China Petro&Chm in Focus
Headquartered in Beijing, China Petro&Chm is an Oils-Energy stock that has seen a price change of -2.77% so far this year. The energy and chemical company is paying out a dividend of $4.13 per share at the moment, with a dividend yield of 18.25% compared to the Oil and Gas - Integrated - Emerging Markets industry's yield of 23.37% and the S&P 500's yield of 1.73%.
Looking at dividend growth, the company's current annualized dividend of $8.25 is up 106.3% from last year. In the past five-year period, China Petro&Chm has increased its dividend 4 times on a year-over-year basis for an average annual increase of 5.40%. Future dividend growth will depend on earnings growth as well as payout ratio, which is the proportion of a company's annual earnings per share that it pays out as a dividend. China Petro&Chm's current payout ratio is 45%, meaning it paid out 45% of its trailing 12-month EPS as dividend.
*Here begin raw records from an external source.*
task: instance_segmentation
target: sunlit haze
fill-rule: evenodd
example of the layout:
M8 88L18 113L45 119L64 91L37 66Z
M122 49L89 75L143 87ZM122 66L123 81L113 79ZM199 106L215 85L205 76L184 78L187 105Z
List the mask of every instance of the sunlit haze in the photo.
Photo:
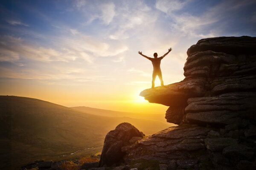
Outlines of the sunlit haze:
M255 0L22 0L0 5L0 94L164 113L139 96L153 57L165 85L183 80L187 49L202 38L256 36ZM156 86L160 85L157 77Z

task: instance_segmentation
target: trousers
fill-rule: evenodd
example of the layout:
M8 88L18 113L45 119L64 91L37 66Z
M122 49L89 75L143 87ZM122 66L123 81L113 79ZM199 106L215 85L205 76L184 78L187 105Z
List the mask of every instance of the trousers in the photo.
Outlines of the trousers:
M162 77L162 71L161 70L154 70L153 71L153 74L152 74L152 88L154 87L154 81L157 77L157 76L158 76L158 78L161 82L161 85L163 86L163 78Z

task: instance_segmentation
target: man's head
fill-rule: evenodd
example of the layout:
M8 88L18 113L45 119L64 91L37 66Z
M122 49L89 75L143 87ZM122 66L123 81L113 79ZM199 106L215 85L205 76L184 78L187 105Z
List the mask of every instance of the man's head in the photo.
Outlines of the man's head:
M154 57L155 57L155 58L157 58L157 53L154 53Z

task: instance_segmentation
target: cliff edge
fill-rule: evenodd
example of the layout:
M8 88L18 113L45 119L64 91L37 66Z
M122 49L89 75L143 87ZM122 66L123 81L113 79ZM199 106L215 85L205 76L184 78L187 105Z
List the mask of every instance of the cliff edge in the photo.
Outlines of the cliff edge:
M148 165L152 170L256 169L256 37L247 36L192 45L183 80L140 93L169 106L165 117L178 125L122 146L122 164L137 161L138 169L148 160L157 162L157 168Z

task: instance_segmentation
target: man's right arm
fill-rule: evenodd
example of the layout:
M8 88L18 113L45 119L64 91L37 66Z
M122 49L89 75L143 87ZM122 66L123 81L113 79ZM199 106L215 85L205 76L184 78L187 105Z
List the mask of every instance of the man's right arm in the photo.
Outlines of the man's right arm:
M172 48L170 48L168 49L168 52L167 52L167 53L165 54L163 56L161 57L163 57L163 57L166 57L166 55L167 55L170 52L171 52L171 51L172 50Z
M148 57L148 56L145 56L145 55L143 55L142 54L142 51L138 51L138 53L139 53L139 54L141 55L142 56L143 56L143 57L144 57L145 58L147 58L148 59L150 60L150 59L151 59L151 58L150 57Z

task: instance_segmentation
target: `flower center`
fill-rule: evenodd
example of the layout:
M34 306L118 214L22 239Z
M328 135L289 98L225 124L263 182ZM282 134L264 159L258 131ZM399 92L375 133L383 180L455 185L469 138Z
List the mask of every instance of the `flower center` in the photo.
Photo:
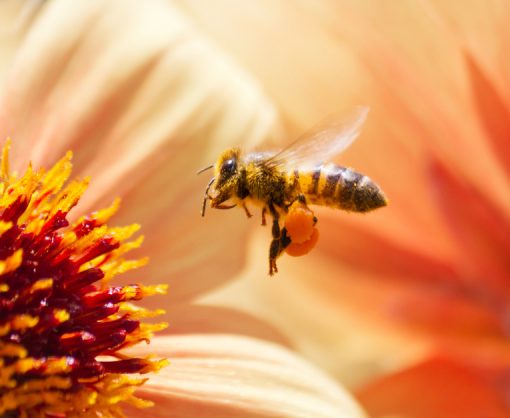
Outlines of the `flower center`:
M120 402L139 406L143 383L132 373L165 360L120 352L166 324L144 324L150 312L132 302L165 286L111 286L146 259L123 255L142 243L138 225L106 225L119 201L70 224L88 179L67 182L71 153L49 171L9 170L9 141L0 169L0 416L120 415ZM66 185L67 184L67 185ZM106 357L107 356L107 357Z

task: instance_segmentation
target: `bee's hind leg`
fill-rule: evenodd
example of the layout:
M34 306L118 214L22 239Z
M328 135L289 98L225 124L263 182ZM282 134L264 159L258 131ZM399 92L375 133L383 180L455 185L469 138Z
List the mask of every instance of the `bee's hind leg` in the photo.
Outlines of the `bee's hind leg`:
M253 215L250 213L250 211L248 210L248 208L246 207L246 203L243 202L243 209L244 209L244 213L246 213L246 216L248 218L251 218Z
M271 245L269 246L269 275L272 276L274 273L278 273L278 267L276 266L276 259L290 244L290 237L287 235L287 229L283 228L281 231L280 238L273 238Z
M262 223L261 223L262 226L266 226L266 212L267 208L264 206L262 208Z
M290 244L290 238L287 235L287 229L280 229L280 215L272 204L268 205L269 211L273 216L273 227L271 229L271 235L273 240L269 246L269 275L272 276L274 273L278 273L278 267L276 266L276 259Z

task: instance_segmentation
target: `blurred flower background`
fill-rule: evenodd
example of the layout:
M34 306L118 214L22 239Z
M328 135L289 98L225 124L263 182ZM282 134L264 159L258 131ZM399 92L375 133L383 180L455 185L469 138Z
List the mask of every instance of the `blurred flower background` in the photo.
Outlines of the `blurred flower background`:
M120 195L115 221L143 225L144 283L170 285L151 301L174 338L153 351L178 371L153 381L161 416L359 414L311 366L240 334L293 348L373 417L510 416L507 2L76 4L2 4L0 137L17 167L73 149L93 175L80 210ZM225 147L283 144L357 104L368 121L337 162L389 207L318 210L318 247L269 279L267 228L243 211L200 219L194 173ZM302 373L277 379L271 364ZM289 390L300 376L310 386Z

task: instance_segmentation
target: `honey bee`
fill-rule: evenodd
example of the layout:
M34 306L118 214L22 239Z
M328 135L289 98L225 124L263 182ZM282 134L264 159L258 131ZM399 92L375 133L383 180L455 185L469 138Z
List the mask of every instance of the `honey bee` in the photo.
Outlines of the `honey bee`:
M224 151L214 165L202 203L211 208L239 206L252 214L248 204L262 208L272 217L272 241L269 247L269 274L278 271L276 259L291 243L280 221L296 201L353 212L368 212L386 206L381 188L369 177L350 168L328 163L344 151L359 135L367 107L357 107L340 118L323 122L279 152L243 154L239 148Z

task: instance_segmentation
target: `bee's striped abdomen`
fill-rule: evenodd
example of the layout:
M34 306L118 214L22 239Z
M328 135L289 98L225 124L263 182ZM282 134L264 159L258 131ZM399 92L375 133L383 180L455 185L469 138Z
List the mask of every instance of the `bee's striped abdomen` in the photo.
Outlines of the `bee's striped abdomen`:
M369 177L334 164L300 171L299 184L311 204L368 212L387 203L382 190Z

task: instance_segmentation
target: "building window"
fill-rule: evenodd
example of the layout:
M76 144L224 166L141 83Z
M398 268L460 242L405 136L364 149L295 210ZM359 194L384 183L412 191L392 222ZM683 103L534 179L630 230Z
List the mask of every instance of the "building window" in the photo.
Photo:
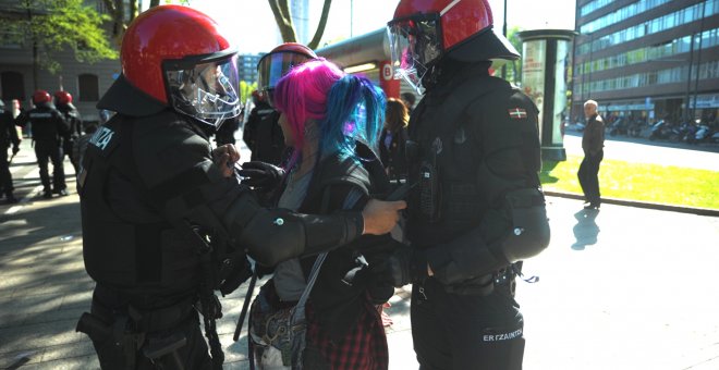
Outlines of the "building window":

SNP is expecting earnings to expand this fiscal year as well. The Zacks Consensus Estimate for 2022 is $10.10 per share, which represents a year-over-year growth rate of 9.66%.
Investors like dividends for a variety of different reasons, from tax advantages and decreasing overall portfolio risk to considerably improving stock investing profits. It's important to keep in mind that not all companies provide a quarterly payout.
High-growth firms or tech start-ups, for example, rarely provide their shareholders a dividend, while larger, more established companies that have more secure profits are often seen as the best dividend options. During periods of rising interest rates, income investors must be mindful that high-yielding stocks tend to struggle. With that in mind, SNP is a compelling investment opportunity. Not only is it a strong dividend play, but the stock currently sits at a Zacks Rank of 3 (Hold).